Cette dernière condition a été complétée depuis le 1er septembre 2024 puisque, désormais, l’employeur doit respecter, non plus seulement ses obligations déclaratives sociales, mais toutes ses obligations sociales liées à son statut ou à son activité. En outre, l’employeur ne doit pas avoir été condamné- sanction pénale ou administrative pour travail illégal, pour avoir méconnu des règles générales de santé et de sécurité, pour aide à l’entrée et au séjour illégal en France, pour méconnaissance des règles relatives au détachement temporaire, pour atteintes à la personne humaine, pour faux et usage de faux.
Ce ne sont pas les seules nouveautés qu’il faut souligner puisque, désormais, il faut veiller à ce que le projet de recrutement ne soit pas manifestement disproportionné au regard de l’activité économique de l’entreprise.
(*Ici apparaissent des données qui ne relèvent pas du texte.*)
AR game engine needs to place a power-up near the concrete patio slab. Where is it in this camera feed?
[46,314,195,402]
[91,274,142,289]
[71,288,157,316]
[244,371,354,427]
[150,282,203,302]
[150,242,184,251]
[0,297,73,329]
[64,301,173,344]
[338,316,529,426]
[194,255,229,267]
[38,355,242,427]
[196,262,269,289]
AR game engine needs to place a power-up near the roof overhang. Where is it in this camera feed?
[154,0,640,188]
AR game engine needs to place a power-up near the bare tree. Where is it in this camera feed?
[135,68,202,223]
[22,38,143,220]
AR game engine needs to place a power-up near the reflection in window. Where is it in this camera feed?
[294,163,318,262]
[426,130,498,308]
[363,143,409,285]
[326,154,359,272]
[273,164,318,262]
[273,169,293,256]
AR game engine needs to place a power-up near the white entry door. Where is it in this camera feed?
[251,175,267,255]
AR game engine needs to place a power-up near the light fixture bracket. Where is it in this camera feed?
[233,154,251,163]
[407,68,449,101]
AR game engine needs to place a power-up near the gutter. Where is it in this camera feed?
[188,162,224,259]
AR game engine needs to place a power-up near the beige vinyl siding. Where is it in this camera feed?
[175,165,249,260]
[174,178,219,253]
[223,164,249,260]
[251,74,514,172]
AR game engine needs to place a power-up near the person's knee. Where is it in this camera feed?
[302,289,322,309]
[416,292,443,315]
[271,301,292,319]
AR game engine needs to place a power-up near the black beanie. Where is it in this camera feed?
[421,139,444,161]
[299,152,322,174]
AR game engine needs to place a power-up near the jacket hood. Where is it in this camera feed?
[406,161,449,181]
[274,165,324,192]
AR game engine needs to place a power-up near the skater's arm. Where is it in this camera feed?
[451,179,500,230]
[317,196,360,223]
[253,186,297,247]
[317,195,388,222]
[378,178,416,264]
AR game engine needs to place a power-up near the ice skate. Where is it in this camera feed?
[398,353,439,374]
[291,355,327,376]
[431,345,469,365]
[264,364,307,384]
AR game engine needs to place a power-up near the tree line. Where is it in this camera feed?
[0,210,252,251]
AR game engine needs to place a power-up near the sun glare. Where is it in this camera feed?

Il est à noter que les dispositions précédentes visent non seulement l’employeur, mais aussi le donneur d’ordre, l’entreprise utilisatrice et l’entreprise d’accueil.
Enfin, dans l’hypothèse où l’emploi à pourvoir est saisonnier, l’employeur doit fournir la preuve que le salarié disposera, le temps de son séjour, d’un logement décent.
Loi Immigration et entreprise : l’emploi irrégulier d’un travailleur étranger
En cas d’emploi irrégulier d’un travailleur étranger, l’employeur encourt une amende administrative dont le montant maximal est fixé à 5 000 fois le taux horaire du minimum garanti par travailleur étranger concerné.
Ce montant maximal peut être majoré à 15 000 fois le minimum garanti si l’entreprise a déjà été condamnée à payer cette amende administrative dans les 5 années précédentes.
Toutefois une certaine souplesse a été introduite car il est désormais prévu que pour fixer le montant de cette amende, le ministre prend en compte « les capacités financières de l’auteur d’un manquement, le degré d’intentionnalité, le degré de gravité de la négligence commise et les frais d’éloignement du territoire français du ressortissant étranger en situation irrégulière ».
Il sera minoré à 2 000 fois le minimum garanti si l’entreprise a versé spontanément les salaires et indemnités dus au travailleur étranger irrégulièrement embauché.
Sources :
*travailleur étranger : travailleur ressortissant d’un pays hors Union Européenne, Espace Economique Européen ou Suisse.